There is much to dislike about this notion of "goodness" of a forecaster. As I said previously:
Despite the natural way to pose the concept of calibration, it is actually quite a weak notion of "goodness" of a forecaster. Let's take the weather example again, and imagine a weather forecaster who, despite the available data and the meteorological conditions, always predicts the base probability of rain. If the forecaster happens to know in advance that it rains about 13.2% of the time, then to remain calibrated she might as well predict this value every day. Hence, a well-calibrated but entirely useless forecaster.
Since being here in Israel I've had a change of heart -- Shie taught me a trick about calibration that rekindled my interest.
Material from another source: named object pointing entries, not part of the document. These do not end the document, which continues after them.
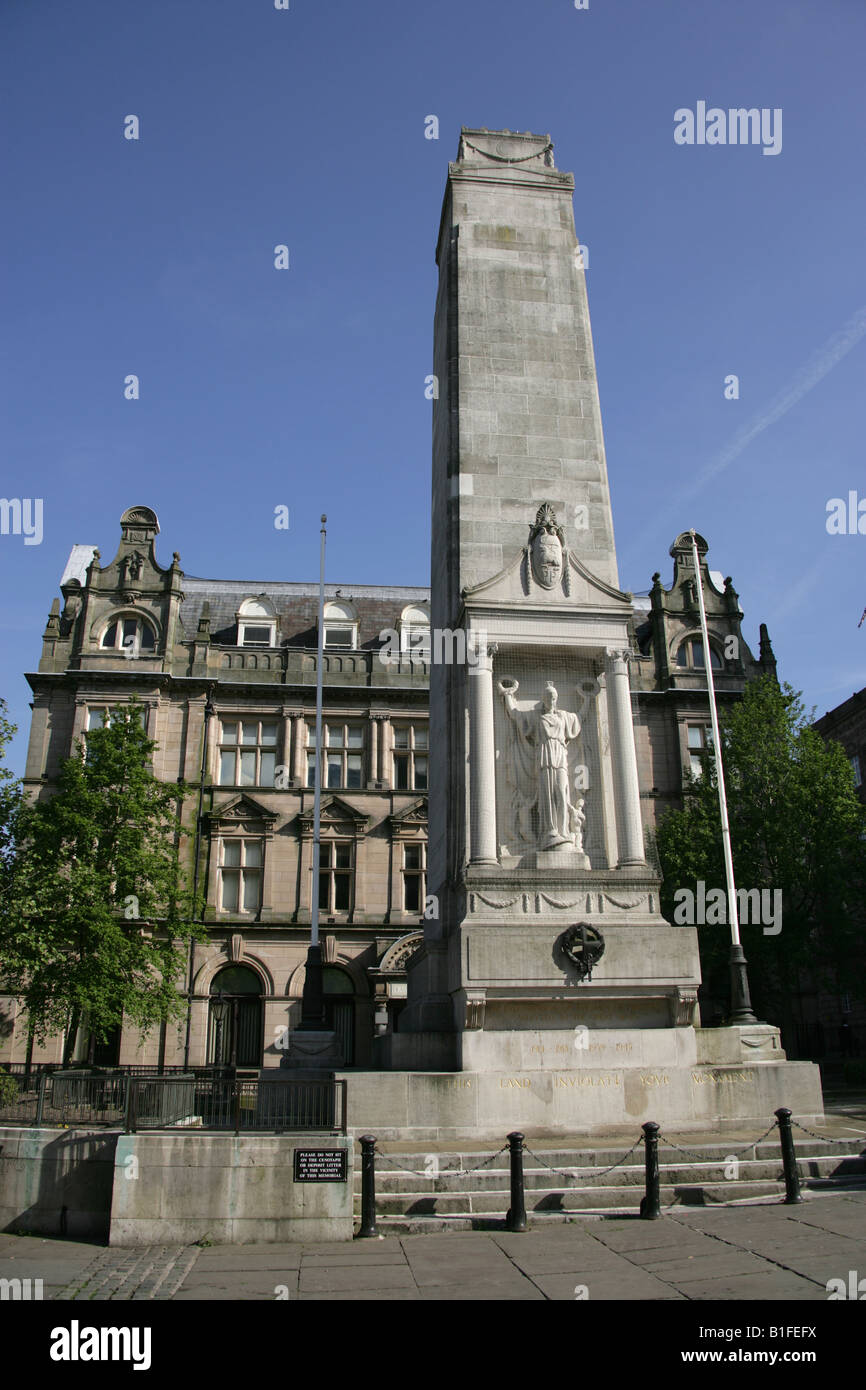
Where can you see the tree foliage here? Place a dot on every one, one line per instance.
(95, 918)
(797, 826)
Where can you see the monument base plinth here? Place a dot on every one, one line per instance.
(555, 1097)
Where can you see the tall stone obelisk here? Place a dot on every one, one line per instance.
(535, 827)
(549, 975)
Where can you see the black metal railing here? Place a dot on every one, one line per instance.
(180, 1101)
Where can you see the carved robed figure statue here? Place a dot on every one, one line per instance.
(540, 770)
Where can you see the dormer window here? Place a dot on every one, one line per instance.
(129, 635)
(341, 624)
(691, 655)
(257, 623)
(414, 631)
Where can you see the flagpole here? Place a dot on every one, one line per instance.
(741, 1004)
(313, 1005)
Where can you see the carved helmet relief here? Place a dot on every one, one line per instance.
(546, 548)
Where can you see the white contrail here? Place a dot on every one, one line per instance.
(819, 364)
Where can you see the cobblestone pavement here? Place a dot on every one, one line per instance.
(148, 1272)
(759, 1253)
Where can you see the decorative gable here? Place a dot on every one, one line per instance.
(242, 811)
(337, 816)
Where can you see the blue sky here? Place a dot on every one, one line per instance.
(257, 388)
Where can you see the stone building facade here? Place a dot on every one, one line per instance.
(227, 673)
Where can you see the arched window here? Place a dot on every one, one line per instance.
(235, 1018)
(131, 635)
(414, 631)
(691, 655)
(341, 623)
(338, 993)
(257, 623)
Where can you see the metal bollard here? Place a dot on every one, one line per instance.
(367, 1143)
(788, 1157)
(516, 1215)
(43, 1082)
(651, 1203)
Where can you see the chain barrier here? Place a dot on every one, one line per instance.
(704, 1158)
(824, 1139)
(560, 1172)
(439, 1172)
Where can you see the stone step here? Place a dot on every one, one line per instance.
(602, 1155)
(498, 1179)
(591, 1198)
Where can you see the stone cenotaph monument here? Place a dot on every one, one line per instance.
(549, 982)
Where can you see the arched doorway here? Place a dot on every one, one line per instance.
(338, 993)
(234, 1036)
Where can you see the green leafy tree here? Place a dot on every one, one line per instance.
(95, 919)
(797, 826)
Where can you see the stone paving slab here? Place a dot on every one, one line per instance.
(765, 1254)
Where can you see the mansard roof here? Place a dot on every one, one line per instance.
(296, 606)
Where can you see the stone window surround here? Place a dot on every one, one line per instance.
(409, 754)
(121, 617)
(249, 827)
(402, 834)
(341, 830)
(223, 745)
(292, 741)
(683, 642)
(242, 869)
(685, 722)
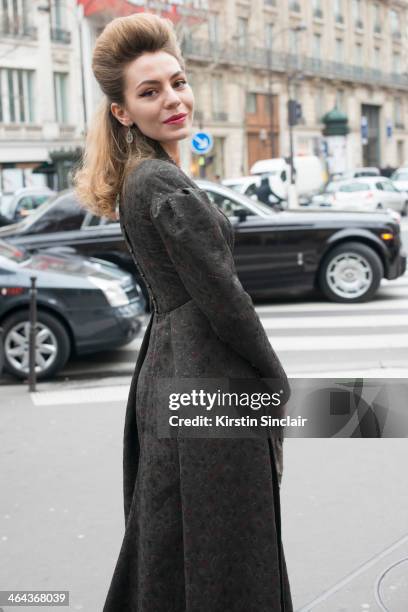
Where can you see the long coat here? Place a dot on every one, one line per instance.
(202, 516)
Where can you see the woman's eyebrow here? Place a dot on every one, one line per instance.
(153, 81)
He says it's "well-known" but it is new to me and so I'd like to share it.

The trick is this: you can use calibration as an optimal way to play repeated zero-sum games. Let's imagine we have a zero sum game with payoff matrix $M \in \mathbb{R}^{n \times m}$, where on each round $t$ player 1 choses a distribution $x_t \in \Delta_n$ over his actions, and player 2 then chooses an action $y_t \in \Delta_m$ (we can actually assume p2 plays deterministically). If the game is played repeatedly then the average payoff after $T$ rounds is $\frac 1 T \sum_{t=1}^T x_t M y_t$.

So let's assume player 1 has a calibrated forecasting algorithm for "guessing" p2's strategy, so let $y^?_t$ be the (randomized) guess of p2's action $y_t$. Then player 1 can "best respond" to this guess, that is by letting $x_t := \arg\max_{x \in \Delta_n} x M y^?_t$. Then under the calibrated forecasting assumption, this strategy is "optimal" in the limit, in that it earns at least the value of this zero-sum game. Why? While p1 might be guessing $y_t$ poorly, we know that because he is calibrated he's right "on average". So while he might be best responding to a bad forecast on each round, he is providing the best response "on average".

They key piece here, of course, is that we can achieve calibrated forecasting even when the outcome sequence is chosen by an adversary. For more details, see this paper by Sham Kakade and Dean Foster.